Seu corpo ficou colado ao de Chu Mu, que sentiu uma suavidade roçando seu peito.
Chu Mu percebeu um sabor de morango em sua boca e, instintivamente, mexeu-se!
"Ah! Seu pervertido!" Su Yue'er gritou, levantando-se abruptamente e dando um tapa no rosto de Chu Mu, deixando a marca dos dedos.
"Olha só, não precisava ser tão agressiva!" Chu Mu sorriu, segurando o rosto, sentindo um formigamento.
Sabia que já não podia fingir.
O rosto de Su Yue'er ficou pálido, misturando vergonha e raiva. O beijo que guardava há vinte e um anos foi entregue a um pervertido.
Ele até apertou os lábios, como se estivesse saboreando algo delicioso. Pervertido!
Su Yue'er tremia, com os olhos avermelhados, sentindo-se injustiçada e prestes a chorar.
O primeiro beijo perdido, entregue a um desconhecido, um canalha sem identidade ou passado.
Uau, uau!
Nesse momento, a sirene da ambulância soou, e ela estacionou à beira da rua. Algumas enfermeiras desceram, seguidas por dois médicos com uma maca.
Mas Chu Mu já estava de pé, fora de perigo.
"Está fora de risco?" Os médicos, impacientes, vendo que o acidentado havia acordado, foram embora rapidamente.
"Muito obrigado, bela policial!
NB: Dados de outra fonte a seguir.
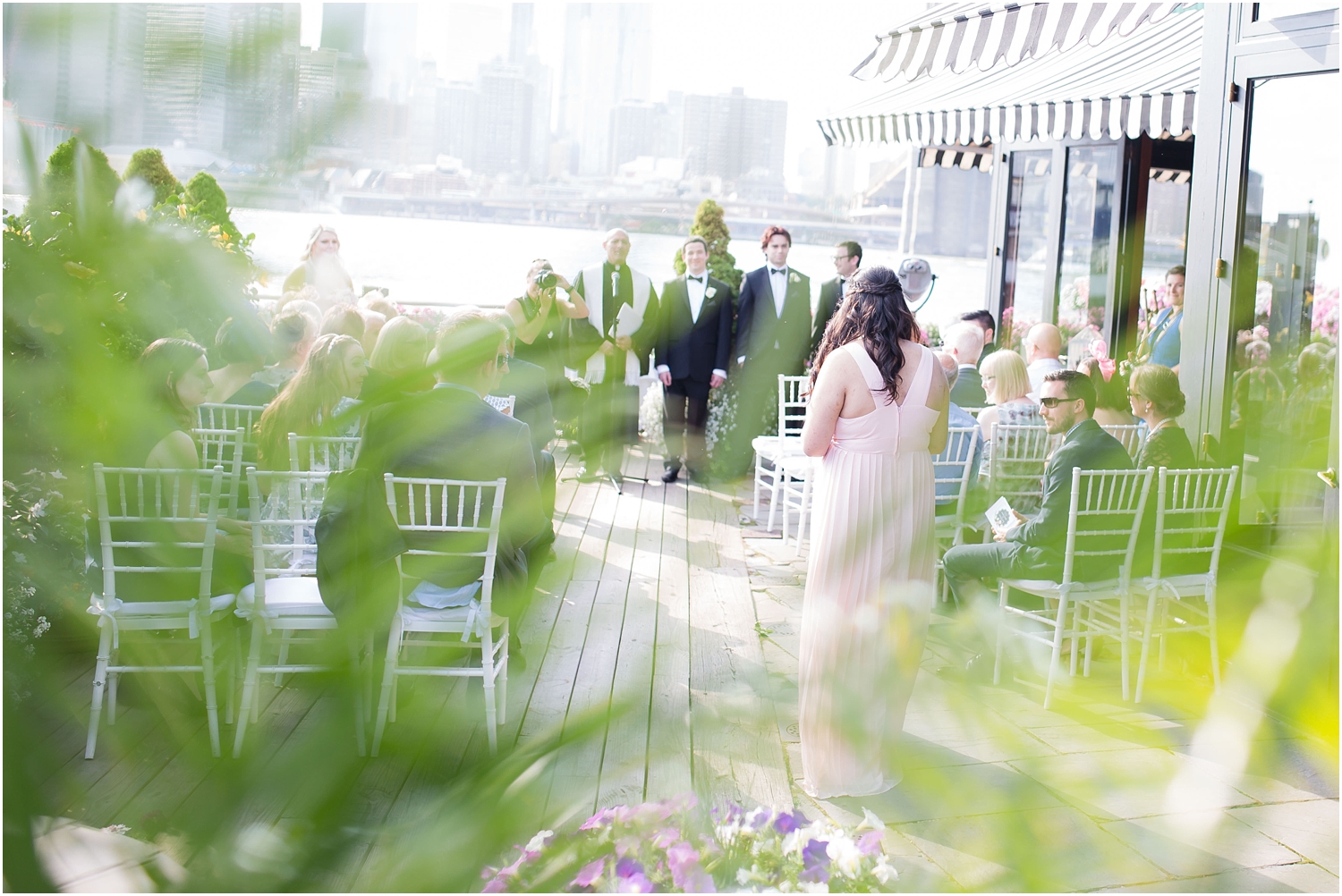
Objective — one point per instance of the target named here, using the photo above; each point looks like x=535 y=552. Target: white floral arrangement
x=665 y=847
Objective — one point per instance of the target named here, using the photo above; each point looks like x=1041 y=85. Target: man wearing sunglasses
x=1033 y=547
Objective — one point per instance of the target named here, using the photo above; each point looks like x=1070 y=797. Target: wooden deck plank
x=625 y=757
x=668 y=730
x=737 y=751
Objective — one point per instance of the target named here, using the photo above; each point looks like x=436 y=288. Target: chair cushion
x=1044 y=587
x=172 y=608
x=768 y=445
x=287 y=596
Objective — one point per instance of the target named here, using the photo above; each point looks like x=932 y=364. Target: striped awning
x=1140 y=83
x=961 y=37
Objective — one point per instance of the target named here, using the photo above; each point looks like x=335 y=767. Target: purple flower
x=633 y=884
x=665 y=837
x=590 y=875
x=813 y=853
x=628 y=868
x=786 y=823
x=870 y=842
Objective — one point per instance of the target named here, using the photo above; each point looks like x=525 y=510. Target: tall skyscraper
x=504 y=120
x=607 y=59
x=735 y=137
x=77 y=66
x=184 y=75
x=262 y=80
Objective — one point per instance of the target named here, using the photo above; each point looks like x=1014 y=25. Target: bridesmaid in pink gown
x=877 y=416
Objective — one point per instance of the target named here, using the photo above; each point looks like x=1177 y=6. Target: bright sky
x=794 y=51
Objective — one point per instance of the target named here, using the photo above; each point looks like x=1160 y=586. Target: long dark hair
x=874 y=310
x=163 y=367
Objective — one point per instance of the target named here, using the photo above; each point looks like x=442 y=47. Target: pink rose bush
x=668 y=848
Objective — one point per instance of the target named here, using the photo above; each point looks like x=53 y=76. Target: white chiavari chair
x=284 y=596
x=1102 y=530
x=504 y=404
x=1016 y=459
x=1192 y=509
x=772 y=450
x=322 y=453
x=156 y=531
x=953 y=467
x=448 y=523
x=223 y=448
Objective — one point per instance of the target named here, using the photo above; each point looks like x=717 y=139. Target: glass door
x=1282 y=399
x=1027 y=292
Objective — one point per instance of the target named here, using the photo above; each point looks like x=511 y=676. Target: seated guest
x=1007 y=384
x=1110 y=394
x=964 y=342
x=373 y=324
x=157 y=436
x=957 y=418
x=1035 y=547
x=528 y=383
x=1157 y=399
x=451 y=432
x=344 y=319
x=316 y=402
x=242 y=343
x=292 y=335
x=396 y=368
x=1043 y=345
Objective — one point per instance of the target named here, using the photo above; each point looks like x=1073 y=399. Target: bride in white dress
x=877 y=416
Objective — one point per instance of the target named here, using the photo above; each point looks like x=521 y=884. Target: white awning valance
x=1141 y=83
x=961 y=37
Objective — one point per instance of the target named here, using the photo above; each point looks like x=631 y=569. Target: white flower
x=537 y=844
x=845 y=855
x=870 y=821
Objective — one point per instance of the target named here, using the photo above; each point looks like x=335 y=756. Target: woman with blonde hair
x=396 y=365
x=1157 y=399
x=1007 y=383
x=322 y=270
x=316 y=400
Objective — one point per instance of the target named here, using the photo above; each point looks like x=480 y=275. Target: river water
x=435 y=262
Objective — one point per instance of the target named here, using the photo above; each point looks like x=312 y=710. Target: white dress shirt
x=694 y=290
x=778 y=282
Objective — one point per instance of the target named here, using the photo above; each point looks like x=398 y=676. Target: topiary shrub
x=149 y=166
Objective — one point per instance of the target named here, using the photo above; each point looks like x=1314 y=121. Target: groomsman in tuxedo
x=847 y=260
x=611 y=415
x=773 y=332
x=694 y=349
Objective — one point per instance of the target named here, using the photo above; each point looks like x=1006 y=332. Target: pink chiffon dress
x=869 y=585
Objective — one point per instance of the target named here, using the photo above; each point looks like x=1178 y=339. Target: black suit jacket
x=1044 y=537
x=450 y=432
x=694 y=349
x=760 y=329
x=968 y=391
x=826 y=310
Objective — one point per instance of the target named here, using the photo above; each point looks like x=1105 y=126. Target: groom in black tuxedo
x=773 y=332
x=694 y=348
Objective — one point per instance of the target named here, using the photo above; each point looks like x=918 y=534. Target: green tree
x=207 y=199
x=148 y=165
x=709 y=223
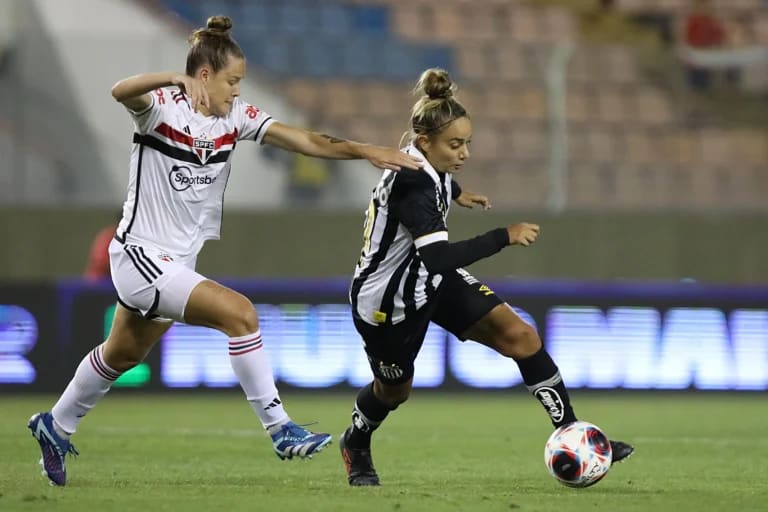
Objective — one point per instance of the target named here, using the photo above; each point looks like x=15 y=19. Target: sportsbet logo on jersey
x=181 y=178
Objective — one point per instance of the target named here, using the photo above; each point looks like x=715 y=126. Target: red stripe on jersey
x=176 y=135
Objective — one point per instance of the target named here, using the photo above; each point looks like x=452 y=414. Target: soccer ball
x=578 y=454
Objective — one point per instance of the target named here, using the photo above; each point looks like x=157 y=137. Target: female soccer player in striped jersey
x=186 y=128
x=409 y=274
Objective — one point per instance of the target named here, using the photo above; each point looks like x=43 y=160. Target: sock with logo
x=92 y=380
x=542 y=377
x=251 y=365
x=369 y=412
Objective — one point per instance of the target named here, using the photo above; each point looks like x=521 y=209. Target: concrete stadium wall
x=52 y=243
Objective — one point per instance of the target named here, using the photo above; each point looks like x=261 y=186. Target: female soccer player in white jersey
x=409 y=274
x=187 y=126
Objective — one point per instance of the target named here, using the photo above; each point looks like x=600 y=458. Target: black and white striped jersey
x=407 y=212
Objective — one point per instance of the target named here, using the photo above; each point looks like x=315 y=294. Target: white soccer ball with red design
x=578 y=454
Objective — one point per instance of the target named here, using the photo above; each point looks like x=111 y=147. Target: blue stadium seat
x=371 y=19
x=321 y=57
x=334 y=19
x=294 y=17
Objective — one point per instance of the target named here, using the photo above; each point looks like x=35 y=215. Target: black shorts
x=461 y=301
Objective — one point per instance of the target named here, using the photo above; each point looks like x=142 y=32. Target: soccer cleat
x=54 y=449
x=293 y=440
x=620 y=451
x=360 y=470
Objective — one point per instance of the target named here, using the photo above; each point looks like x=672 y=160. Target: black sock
x=542 y=377
x=367 y=415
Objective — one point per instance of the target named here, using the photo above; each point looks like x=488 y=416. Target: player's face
x=223 y=87
x=448 y=150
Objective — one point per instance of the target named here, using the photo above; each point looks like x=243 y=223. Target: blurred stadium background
x=639 y=148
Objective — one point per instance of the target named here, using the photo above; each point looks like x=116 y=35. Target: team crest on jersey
x=440 y=200
x=204 y=147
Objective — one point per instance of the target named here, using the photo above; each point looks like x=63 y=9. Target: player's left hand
x=469 y=200
x=389 y=158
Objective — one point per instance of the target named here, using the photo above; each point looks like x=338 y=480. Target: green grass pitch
x=439 y=452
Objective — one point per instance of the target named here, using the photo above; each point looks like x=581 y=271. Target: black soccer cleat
x=620 y=451
x=360 y=470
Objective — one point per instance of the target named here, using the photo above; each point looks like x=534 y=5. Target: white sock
x=251 y=365
x=92 y=380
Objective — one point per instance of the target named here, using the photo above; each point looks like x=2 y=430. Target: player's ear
x=423 y=142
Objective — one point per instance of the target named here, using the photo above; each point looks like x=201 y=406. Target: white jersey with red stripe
x=180 y=163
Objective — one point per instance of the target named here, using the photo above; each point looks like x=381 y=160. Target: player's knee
x=393 y=396
x=242 y=319
x=124 y=359
x=518 y=341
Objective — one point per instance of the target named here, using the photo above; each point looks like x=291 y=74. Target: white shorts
x=151 y=282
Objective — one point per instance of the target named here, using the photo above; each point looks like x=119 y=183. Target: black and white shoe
x=360 y=470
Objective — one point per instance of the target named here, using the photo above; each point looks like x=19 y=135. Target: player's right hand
x=523 y=233
x=193 y=88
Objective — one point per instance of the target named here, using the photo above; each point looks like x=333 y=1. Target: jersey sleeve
x=419 y=207
x=251 y=122
x=149 y=117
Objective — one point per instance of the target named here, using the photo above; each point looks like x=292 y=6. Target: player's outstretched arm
x=133 y=92
x=470 y=200
x=320 y=145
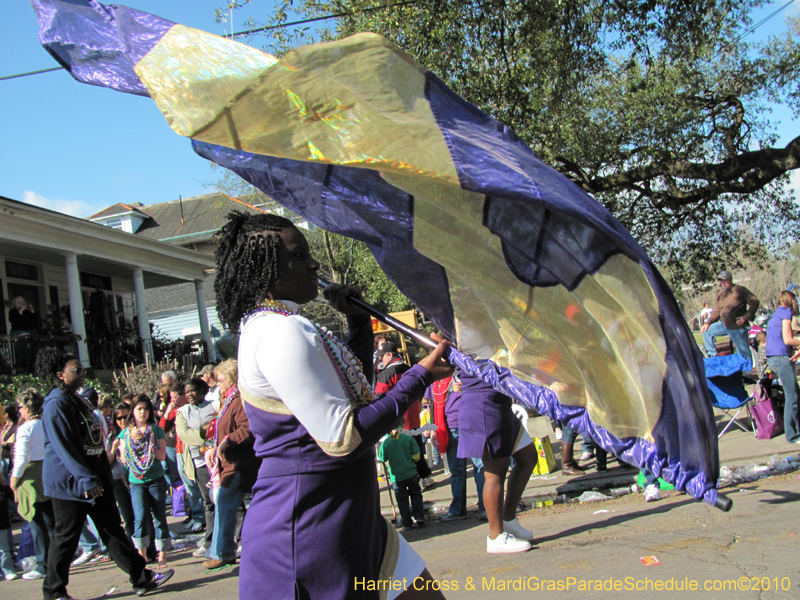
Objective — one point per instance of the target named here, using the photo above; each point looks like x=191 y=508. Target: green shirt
x=401 y=454
x=156 y=470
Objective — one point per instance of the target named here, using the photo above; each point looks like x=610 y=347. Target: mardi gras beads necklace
x=139 y=450
x=347 y=366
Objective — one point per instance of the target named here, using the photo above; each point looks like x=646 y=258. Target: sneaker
x=194 y=527
x=212 y=564
x=652 y=493
x=517 y=530
x=101 y=557
x=451 y=517
x=505 y=543
x=35 y=574
x=85 y=557
x=157 y=581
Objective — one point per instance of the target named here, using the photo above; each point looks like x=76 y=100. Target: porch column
x=205 y=332
x=76 y=306
x=141 y=315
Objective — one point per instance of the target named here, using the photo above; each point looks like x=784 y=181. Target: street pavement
x=582 y=550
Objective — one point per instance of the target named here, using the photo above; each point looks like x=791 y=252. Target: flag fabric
x=534 y=280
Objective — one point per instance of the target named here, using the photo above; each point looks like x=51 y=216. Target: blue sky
x=77 y=148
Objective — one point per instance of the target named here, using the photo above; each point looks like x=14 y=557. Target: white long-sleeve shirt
x=28 y=446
Vou indo!" Chu Mu sorriu e virou-se para sair.
No entanto, passos apressados se aproximaram, e Su Yue'er correu na frente de Chu Mu, trêmula, bloqueando-o.
"Você vai comigo para a delegacia. Suspeito que esteja envolvido em um crime!" Su Yue'er declarou com firmeza, ignorando os olhares surpresos ao redor, levando Chu Mu para dentro do carro.
E assim, sob olhares de admiração e espanto, a viatura seguiu seu caminho.